Paresh Jagtap, a passenger, has welcomed the railway’s move, although he finds the flight of pigeons a pleasant sight on the premises. “The warning is legit, but they should continue in their efforts to keep the station premises clean,” said Jagtap. Vivek Bunthambe, a member of the cleaning staff at the railway station, said, “We have cleaned the entire building several times in one year, particularly the upper roof, and yet there is excreta all over the building.
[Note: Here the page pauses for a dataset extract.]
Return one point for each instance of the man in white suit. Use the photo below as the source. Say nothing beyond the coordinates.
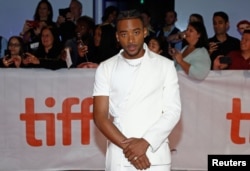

The passengers complain about the foul odour that the pigeons leave behind.”

Pigeon excreta is known to stain the surface of abuilding, gradually setting in the process of corrosion. “We generally water jet an unclean surface before restoration. The water is laced with lemon or cinnamon, but even this does not work on pigeon droppings and we have to use caustic chemicals for such spots. Besides this, the bacteria from the droppings attract termites, especially on limestone. And when such termites establish a colony, rats are attracted to feed on them, which establishes a cycle,” said V M Sharma, a civil engineer and contractor who has worked on the restoration of various Pune Municipal Corporation (PMC) projects, as well as the restoration of the Red Fort, in New Delhi.

Mumbai-based conservation architect, Abha Narain Lambah, who has worked on the Victoria Memorial, Kolkata and the Tata Palace, Mumbai, where the Deutsche Bank is housed, called attention to the strong acids in the excreta that affect oft stones such as limestone and marble. “It corrodes the surface, discolouring it; at times, even small pits appear on the surface,” said Lambah.

Tejas Garge, an archaeologist from Central Archeological Survey of India, said the phosphorous in the pigeon excreta is known to damage monuments, and hence, too many pigeons around heritage structures can be harmful. “When pigeon excreta lodges inside intricate designs, they are ruined forever. The only thing that remains is stone. It affects the plastering, damaging the structure, as in the case of the Ajanta and Ellora caves. After a rigorous study on the damages, bird proof nets have been put up at these places,” said Garge.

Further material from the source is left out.